May 27, 2005
Fresh off a two-week, four-country European tour with her team, Notre Dame head volleyball coach Debbie Brown headed straight to Denver this week to be honored, along with the rest of the 1980 USA Women’s Olympic Volleyball Team, at USA Volleyball’s 60th Annual Dorothy C. Boyce Awards and Recognitions Banquet on Thursday. Brown – then Debbie Landreth – was a co-captain of that squad, which did not compete in the Olympics due to a U.S. boycott.
The team was recognized during the “Boyce Moment” at the banquet in the Plaza Ballroom at the Adam’s Mark Hotel. On Friday, the 1980 team was scheduled to travel to Colorado Springs to visit their old “stomping grounds” at the United States Olympic Complex and to meet with the USA women’s head coach “Jenny” Lang Ping and the current members of the national team.
Twenty-five years ago, the Arie Selinger-coached Americans Janet Baier, Carolyn Becker, Rita Crockett, Patty Dowdell, Laurie Flachmeier, Debbie Green, Flo Hyman, Laurel Brassey, Debbie Landreth, Diane McCormick, Terry Place and Sue Woodstra were considered a favorite to win the volleyball gold medal at those Summer Games. But the USA women had their Olympic dreams shattered when the U.S. Olympic Committee’s House of Delegates at the urging of President Jimmy Carter voted to boycott the 1980 Olympiad in Moscow to protest the Soviet Union’s invasion of Afghanistan in 1979.
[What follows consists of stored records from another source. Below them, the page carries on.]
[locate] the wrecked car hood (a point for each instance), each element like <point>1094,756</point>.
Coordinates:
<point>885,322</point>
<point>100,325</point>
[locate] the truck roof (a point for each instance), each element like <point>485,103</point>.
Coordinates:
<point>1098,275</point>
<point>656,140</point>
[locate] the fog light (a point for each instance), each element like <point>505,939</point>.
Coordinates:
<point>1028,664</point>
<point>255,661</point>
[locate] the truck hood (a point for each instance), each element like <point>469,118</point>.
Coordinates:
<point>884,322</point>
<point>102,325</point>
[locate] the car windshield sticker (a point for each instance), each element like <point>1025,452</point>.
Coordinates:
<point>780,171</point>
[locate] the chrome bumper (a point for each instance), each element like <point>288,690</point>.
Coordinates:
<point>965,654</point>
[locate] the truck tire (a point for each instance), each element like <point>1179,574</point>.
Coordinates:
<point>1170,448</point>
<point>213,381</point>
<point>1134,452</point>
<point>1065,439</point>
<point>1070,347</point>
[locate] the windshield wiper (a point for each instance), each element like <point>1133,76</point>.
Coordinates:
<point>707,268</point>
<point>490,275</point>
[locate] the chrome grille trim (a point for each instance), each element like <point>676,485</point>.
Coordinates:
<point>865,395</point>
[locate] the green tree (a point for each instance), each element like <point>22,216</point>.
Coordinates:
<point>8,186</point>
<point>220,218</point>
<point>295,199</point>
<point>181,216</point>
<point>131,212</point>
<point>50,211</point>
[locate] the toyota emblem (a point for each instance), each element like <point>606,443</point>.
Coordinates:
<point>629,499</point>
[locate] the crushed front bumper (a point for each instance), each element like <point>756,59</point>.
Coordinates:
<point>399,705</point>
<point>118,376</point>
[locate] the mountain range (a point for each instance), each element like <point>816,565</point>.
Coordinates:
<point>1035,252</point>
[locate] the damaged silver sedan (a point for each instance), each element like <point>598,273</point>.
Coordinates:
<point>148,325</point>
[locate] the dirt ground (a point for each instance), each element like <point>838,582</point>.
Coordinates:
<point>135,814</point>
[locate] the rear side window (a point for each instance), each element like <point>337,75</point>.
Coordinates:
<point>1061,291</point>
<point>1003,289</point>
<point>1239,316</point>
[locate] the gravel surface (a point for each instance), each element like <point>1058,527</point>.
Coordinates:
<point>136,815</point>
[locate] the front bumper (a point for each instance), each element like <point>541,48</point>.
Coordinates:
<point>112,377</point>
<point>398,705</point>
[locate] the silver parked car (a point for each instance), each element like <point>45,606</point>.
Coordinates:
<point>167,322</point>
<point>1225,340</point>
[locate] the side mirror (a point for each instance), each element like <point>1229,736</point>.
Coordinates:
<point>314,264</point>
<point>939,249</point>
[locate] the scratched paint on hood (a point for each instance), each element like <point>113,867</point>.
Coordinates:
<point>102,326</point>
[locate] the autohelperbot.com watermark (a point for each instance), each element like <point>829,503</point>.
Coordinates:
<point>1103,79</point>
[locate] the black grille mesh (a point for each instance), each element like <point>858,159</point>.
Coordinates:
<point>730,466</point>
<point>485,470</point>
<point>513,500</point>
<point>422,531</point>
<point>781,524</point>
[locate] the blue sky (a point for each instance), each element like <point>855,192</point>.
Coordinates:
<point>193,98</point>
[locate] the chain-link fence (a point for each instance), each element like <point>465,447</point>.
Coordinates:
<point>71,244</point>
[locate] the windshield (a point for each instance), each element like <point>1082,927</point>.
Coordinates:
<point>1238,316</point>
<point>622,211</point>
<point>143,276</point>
“There are two very appropriate reasons for honoring this team,” said USA Volleyball Chief Executive Officer, Doug Beal. “One, 25 years after the team played is a significant milestone and we ought to acknowledge their silver anniversary. Secondly, it was a team that was very much a favorite for a medal in 1980. That team could have easily been the first Olympic medal team in USA Volleyball history.
“The Arie Selinger-led USA National Volleyball Team that emerged in the late 1970s, with such stars as Patty Dowdell, Flo Hyman, Debbie Green, Diane McCormick, Debbie Brown and Sue Woodstra, entered USA Women’s Volleyball into the world arena from which it has never retired,” recalled USA Volleyball President, Al Monaco. “When the team finished fifth at the 1978 World Championships at Leningrad (now St. Petersburg) in Russia (then the Soviet Union), the international volleyball world was surprised and those at home were thrilled and excited. That team changed the face of U.S. volleyball forever and deserves to be always remembered and honored for being the special group that it was.”